The next building on this side of the block was much taller than the one we were standing on. In fact, it was the tallest building in sight, stretching at least ten stories tall, an imposing brick edifice, each side a dark red face stubbled with tiny windows. Taylor stepped to the edge of the roof and gestured up toward the building’s top floors. A lot of the windows up there had been covered over, and I could see the glint of aluminum foil in those recessed squares, glimmering like silver teeth between narrowed lips. “The tower,” she said. “I used to live up there … for a while.”

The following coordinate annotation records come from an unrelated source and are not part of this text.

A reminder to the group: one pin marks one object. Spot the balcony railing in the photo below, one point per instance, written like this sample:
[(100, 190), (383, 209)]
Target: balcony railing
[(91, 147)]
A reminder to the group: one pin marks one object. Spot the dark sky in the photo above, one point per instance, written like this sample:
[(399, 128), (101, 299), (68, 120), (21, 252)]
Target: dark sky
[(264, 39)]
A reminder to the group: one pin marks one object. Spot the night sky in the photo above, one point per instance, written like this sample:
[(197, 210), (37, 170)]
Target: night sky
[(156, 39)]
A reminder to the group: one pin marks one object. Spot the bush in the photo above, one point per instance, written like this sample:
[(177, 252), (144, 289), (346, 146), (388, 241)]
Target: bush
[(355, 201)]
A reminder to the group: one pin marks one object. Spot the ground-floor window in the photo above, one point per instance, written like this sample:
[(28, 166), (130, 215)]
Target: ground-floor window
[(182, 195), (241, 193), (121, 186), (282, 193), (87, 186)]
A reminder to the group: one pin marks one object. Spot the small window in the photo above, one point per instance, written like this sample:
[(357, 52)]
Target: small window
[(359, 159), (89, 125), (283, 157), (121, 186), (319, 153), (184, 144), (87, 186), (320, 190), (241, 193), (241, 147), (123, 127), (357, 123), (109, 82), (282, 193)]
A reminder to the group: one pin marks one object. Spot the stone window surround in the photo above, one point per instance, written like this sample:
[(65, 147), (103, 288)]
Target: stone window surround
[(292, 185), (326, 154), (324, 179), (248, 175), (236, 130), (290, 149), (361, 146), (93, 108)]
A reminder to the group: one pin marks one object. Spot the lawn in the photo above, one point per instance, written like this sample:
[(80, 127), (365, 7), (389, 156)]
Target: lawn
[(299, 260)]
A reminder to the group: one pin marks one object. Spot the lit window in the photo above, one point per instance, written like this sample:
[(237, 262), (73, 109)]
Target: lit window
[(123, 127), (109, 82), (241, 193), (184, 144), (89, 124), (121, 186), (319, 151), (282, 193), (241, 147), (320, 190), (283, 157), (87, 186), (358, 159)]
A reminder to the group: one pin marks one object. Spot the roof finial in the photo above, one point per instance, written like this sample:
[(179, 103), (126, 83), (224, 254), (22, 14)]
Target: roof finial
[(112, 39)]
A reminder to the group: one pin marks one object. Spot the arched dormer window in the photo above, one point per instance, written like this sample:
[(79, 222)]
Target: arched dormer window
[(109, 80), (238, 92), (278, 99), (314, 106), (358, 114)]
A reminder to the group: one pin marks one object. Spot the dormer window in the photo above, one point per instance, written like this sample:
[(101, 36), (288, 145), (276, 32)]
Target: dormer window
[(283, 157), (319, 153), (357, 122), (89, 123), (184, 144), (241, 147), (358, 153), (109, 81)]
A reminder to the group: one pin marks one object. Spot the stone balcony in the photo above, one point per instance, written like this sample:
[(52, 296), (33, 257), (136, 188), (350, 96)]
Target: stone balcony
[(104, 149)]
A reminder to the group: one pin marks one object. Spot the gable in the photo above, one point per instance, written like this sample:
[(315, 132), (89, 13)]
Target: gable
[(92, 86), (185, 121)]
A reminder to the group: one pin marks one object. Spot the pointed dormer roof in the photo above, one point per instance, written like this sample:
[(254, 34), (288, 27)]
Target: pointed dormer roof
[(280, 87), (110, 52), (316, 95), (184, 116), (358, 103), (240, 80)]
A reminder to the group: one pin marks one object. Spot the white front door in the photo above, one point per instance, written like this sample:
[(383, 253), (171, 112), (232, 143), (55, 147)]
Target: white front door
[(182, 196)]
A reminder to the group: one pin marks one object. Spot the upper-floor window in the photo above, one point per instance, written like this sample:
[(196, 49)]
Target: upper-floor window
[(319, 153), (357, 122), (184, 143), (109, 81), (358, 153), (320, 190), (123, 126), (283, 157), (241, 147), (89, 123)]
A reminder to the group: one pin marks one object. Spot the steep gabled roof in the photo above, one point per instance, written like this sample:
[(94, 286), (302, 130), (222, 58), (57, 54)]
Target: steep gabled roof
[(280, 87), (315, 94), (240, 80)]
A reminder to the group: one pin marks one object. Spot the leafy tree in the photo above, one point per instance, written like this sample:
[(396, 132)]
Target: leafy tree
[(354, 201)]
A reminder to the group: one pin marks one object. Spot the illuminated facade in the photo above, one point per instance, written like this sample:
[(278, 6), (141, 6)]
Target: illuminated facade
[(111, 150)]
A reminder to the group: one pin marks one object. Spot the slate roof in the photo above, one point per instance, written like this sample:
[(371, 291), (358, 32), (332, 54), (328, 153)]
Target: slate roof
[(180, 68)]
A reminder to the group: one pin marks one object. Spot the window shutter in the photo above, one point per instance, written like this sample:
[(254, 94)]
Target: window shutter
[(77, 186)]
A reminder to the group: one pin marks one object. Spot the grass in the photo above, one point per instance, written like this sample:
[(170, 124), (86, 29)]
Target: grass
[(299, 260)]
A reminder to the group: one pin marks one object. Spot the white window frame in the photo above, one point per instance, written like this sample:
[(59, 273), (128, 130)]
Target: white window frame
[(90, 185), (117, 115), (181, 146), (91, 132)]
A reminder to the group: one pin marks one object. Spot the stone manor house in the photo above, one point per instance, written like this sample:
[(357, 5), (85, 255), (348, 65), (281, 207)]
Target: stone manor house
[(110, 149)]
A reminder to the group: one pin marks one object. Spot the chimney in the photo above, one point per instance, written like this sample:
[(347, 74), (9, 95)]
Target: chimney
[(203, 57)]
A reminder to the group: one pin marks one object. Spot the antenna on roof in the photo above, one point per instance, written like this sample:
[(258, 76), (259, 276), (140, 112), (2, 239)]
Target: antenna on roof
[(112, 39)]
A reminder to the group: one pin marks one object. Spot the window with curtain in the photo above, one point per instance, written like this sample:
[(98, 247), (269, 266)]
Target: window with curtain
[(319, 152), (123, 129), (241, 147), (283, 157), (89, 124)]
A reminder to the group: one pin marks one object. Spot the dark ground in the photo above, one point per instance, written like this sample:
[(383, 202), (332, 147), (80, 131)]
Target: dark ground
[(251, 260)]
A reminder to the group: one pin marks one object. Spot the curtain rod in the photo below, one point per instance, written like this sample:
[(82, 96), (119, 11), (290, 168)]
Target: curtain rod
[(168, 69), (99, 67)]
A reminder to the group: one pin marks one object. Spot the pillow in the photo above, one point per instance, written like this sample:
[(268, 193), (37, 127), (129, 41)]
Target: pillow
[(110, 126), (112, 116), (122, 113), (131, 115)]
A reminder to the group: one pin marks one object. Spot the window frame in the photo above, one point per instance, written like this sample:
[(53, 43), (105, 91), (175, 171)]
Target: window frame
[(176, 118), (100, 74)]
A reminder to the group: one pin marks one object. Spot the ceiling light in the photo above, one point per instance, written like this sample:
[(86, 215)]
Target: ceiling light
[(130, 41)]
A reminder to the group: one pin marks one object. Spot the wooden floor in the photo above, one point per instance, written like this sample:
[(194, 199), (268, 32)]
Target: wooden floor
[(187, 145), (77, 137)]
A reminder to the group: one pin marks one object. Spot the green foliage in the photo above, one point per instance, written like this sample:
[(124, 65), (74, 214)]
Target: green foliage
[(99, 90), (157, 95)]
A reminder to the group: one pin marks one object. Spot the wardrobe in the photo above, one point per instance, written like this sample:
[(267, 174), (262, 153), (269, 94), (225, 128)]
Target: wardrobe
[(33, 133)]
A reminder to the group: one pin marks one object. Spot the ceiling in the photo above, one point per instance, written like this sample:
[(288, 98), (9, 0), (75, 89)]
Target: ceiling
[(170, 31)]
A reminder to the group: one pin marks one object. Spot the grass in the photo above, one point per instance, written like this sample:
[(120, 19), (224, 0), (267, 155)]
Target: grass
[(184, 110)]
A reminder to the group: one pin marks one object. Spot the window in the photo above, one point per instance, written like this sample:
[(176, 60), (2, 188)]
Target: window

The buildings here were not quite even, and the bridge over to the tower was skewed, slanted down at a fifteen-degree angle. Thankfully, somebody had set up a handrail, though it didn’t feel much sturdier than the planks bouncing beneath my feet. Once again, I held my breath, not letting it out until Taylor grabbed my arm and helped me down on the far side.

We ended up in a stairwell. Taylor pulled a flashlight from her pocket and led the way down, casting shadows back and forth across each riser as I struggled to keep up. She didn’t pause when we reached the bottom. She shouldered her way through a heavy fire door into a cold and musty basement.

It was like stepping into a long-abandoned crypt: the penetrating cold, the touch of moisture, a slight hint of rot floating in the thick, stale air. There was a dim light at one end of the main corridor. Taylor touched my arm—a brief, tentative touch—and started toward the light.

The corridor ended in a large industrial kitchen. There were stainless steel tables running along all four walls, and a cooking station stretched down its middle, complete with stove tops and a wide ventilating hood. The floor was dark red tile, and it dipped down toward a drain in each of the room’s four corners. The smell of rot was stronger here.

The light was coming from a pantry on the far side of the room. Taylor gestured with her flashlight, then led the way over to its entrance.

There were three people in the pantry, and all three lay stretched out on the floor. At first, I thought they were dead, then one of them—a large black man wearing a bright red knit cap—groaned and turned over, burying his sweaty face in a blanket on the floor. The other two—a girl sporting wild black dreadlocks and a stick-thin man with a scraggly, unkempt beard—remained still. The girl had her face pressed up against the man’s chest. She was shivering, despite the sheen of sweat glistening on her cheeks.